Producer Janet Yang was elected the 36th president of the Academy of Motion Picture Arts and Sciences, the group’s board of governors announced Tuesday. Along with recently installed Chief Executive Bill Kramer, Yang is charged with helping to lead the 95-year-old institution as it navigates an ever-more-challenging environment for the Oscars and the film business as a whole.
In a meeting Tuesday afternoon at the academy’s Beverly Hills headquarters, the group’s 54-member board, including such industry notables as Ava DuVernay, Jason Reitman and Whoopi Goldberg, elected Yang to succeed the group’s outgoing president, casting director David Rubin, who is stepping down because of term limits after three years at the helm.

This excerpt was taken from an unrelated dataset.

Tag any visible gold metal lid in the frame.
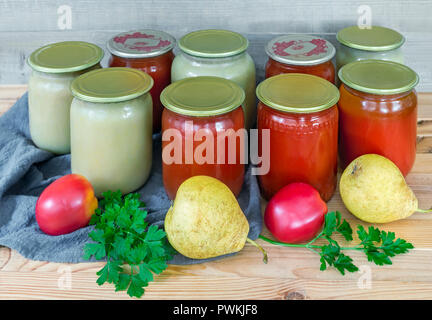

Yang brings a deep well of experience within the film industry and in the academy itself. Her producing credits include “The Joy Luck Club” “The People vs. Larry Flynt” and the Oscar-nominated 2020 animated feature “Over the Moon.” A member of the academy’s producers branch since 2002, Yang was appointed an academy governor-at-large in 2019 and most recently served on the board as vice president and chair of the membership committee. A key player in the academy’s efforts to boost inclusion, Yang is also co-chair of the academy’s Asian Affinity Group.
“Janet is a tremendously dedicated and strategic leader who has an incredible record of service at the academy,” Kramer said in a statement. “She has been instrumental in launching and elevating several academy initiatives on membership recruitment, governance, and equity, diversity, and inclusion.”
At a time when the academy faces challenges on numerous fronts — including flagging public interest in the Academy Awards and seismic shifts in the film distribution landscape — the organization is in the midst of a leadership transition, with former Academy Museum director Kramer taking over last month following the departure of Dawn Hudson, who served as CEO for 11 transformative and often tumultuous years. Yang is seen by many in the group as a trusted, forward-thinking insider to help steer an organization whose voting membership has ballooned over the past decade from 5,765 in 2012 to more than 10,000 today.
In decades past the role of academy president, which is unpaid, was largely ceremonial, filled over the years by the likes of Frank Capra, Bette Davis and Gregory Peck as well as less renowned industry insiders. But in recent years, as the organization has expanded and remade itself inside and out, the job has grown more demanding — and the public spotlight has grown more intense.
Under Rubin’s leadership, even as the academy continued its push to diversify its membership ranks and celebrated the long-awaited opening of the Academy Museum of Motion Pictures, the group faced a series of internal controversies and public-relations crises.
Heading into this year’s Oscars, the academy was roiled by weeks of controversy over its plan to move eight below-the-line and short film categories out of the live televised ceremony. In an open letter, more than 70 prominent film professionals — including Oscar winners James Cameron, Kathleen Kennedy, John Williams and Guillermo del Toro — blasted the ratings gambit, saying it would relegate some nominees to “the status of second-class citizens” and do “irreparable damage” to the Oscars’ reputation.
The decision to create a “fan favorite” award, voted on via Twitter in a further effort to boost audience engagement with the Oscars, drew additional criticism.
Compounding the academy’s woes, March’s ceremony careened off the rails when Will Smith struck Chris Rock onstage over a joke about Smith’s wife, Jada Pinkett Smith. In the aftermath of the shocking incident, Hudson and Rubin acknowledged in a letter to members that they “did not adequately address” it in the moment.
How Yang, along with Kramer and the rest of the group’s leaders, will address the significant challenges facing the group going forward remains to be seen. But, speaking to The Times last month as his tenure was winding down, Rubin suggested that anyone attempting to lead a highly scrutinized and sometimes fractious group like the academy needs to have a thick skin.
“For an organization that was founded in the 1920s, change can be painful,” Rubin said. “The bright spotlight is inevitable. And for the press, it’s incredibly entertaining to write about. … But I’m so excited to witness both the continuation of initiatives that had already begun and to see what ideas come with the new leadership to come.”